Selon une "source informée" citée par l'agence de presse Tasnim, l'Iran a souligné qu'il n'y aurait aucun accord à moins qu'une partie de ses avoirs gelés ne soit libérée dès la première étape et qu'un mécanisme clair ne soit établi pour garantir la libération des autres fonds bloqués.
Selon elle, si aucun accord définitif n'a encore été trouvé, c'est notamment en raison des désaccords sur ce dossier.
Fars rapporte elle que les sanctions visant le pétrole, le gaz et autres produits pétrochimiques seraient également levées le temps de la poursuite des négociations afin de permettre à l'Iran d'exporter ces productions, primordiales pour son économie.
L'accord discuté ne semble pas régler en revanche la question nucléaire.
Le porte-parole du ministère iranien des Affaires étrangères, Esmaïl Baghaï, a laissé entendre samedi que ce sujet ne faisait pas partie "à ce stade" de l'accord en discussions et qu'il serait abordé lors de "discussions séparées".
Mais le Premier ministre israélien Benjamin Netanyahu a dit dimanche être convenu avec M. Trump que tout accord final avec l'Iran devait "éliminer entièrement la menace nucléaire", selon un communiqué après un entretien téléphonique samedi soir entre les deux alliés.

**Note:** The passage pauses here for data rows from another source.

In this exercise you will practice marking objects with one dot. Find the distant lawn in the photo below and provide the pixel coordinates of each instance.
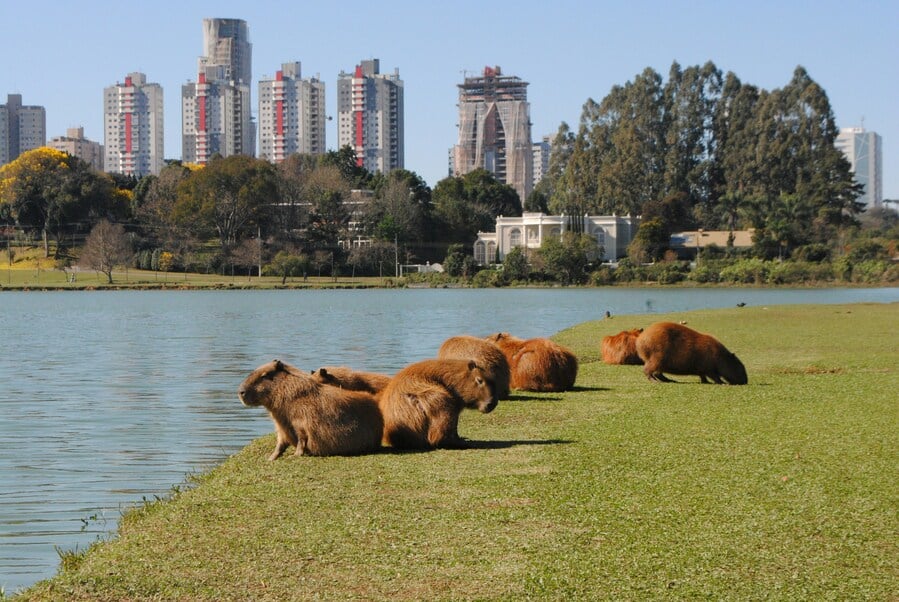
(624, 489)
(31, 270)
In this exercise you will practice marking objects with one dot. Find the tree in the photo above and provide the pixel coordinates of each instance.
(471, 203)
(288, 264)
(229, 198)
(515, 265)
(106, 247)
(566, 258)
(53, 193)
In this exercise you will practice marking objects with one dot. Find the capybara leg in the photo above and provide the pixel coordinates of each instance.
(444, 431)
(280, 446)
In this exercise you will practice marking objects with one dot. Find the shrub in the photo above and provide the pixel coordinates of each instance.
(488, 278)
(746, 271)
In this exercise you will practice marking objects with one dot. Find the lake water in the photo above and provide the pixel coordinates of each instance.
(112, 397)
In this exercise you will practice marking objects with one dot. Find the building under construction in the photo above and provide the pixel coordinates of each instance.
(495, 129)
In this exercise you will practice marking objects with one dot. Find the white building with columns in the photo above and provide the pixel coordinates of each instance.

Le Premier ministre pakistanais Shehbaz Sharif, médiateur dans ces négociations, a alimenté dimanche le scénario d'une résolution du conflit en plusieurs temps, en déclarant espérer "accueillir très prochainement la prochaine séance de négociations".
Une première séance de pourparlers, infructueuse, s'était tenue à Islamabad le 11 avril.
- "Droit de se défendre" -

Des médias américains ont relevé des stratégies divergentes entre MM. Trump et Netanyahu, le premier poussant pour une solution diplomatique tandis que le second souhaiterait reprendre les combats.
L'armée iranienne a conservé un ton belliqueux dimanche. "Nous sommes en état de guerre et toutes nos forces armées sont pleinement préparées (...) à affronter tout ennemi", a déclaré le chef du commandement des forces armées, Ali Abdollahi, lors d'une rare apparition en public dans la principale mosquée de Téhéran, selon l'agence Tasnim.
L'apparent rapprochement des belligérants est intervenu après des semaines de blocages et de menaces.

Sur le front libanais, l'armée israélienne a appelé dimanche à l'évacuation d'une dizaine de villages dans le sud et l'est du Liban, avant de nouvelles frappes prévues contre le Hezbollah pro-iranien, malgré la trêve en cours.
Onze personnes, dont six femmes et un enfant, avaient été tuées samedi dans une frappe israélienne dans le sud du pays, selon le ministère de la Santé.
M. Netanyahu a affirmé dimanche que Donald Trump avait, lors de son appel téléphonique, réitéré "le droit" d'Israël à se défendre sur tous les fronts, notamment au Liban.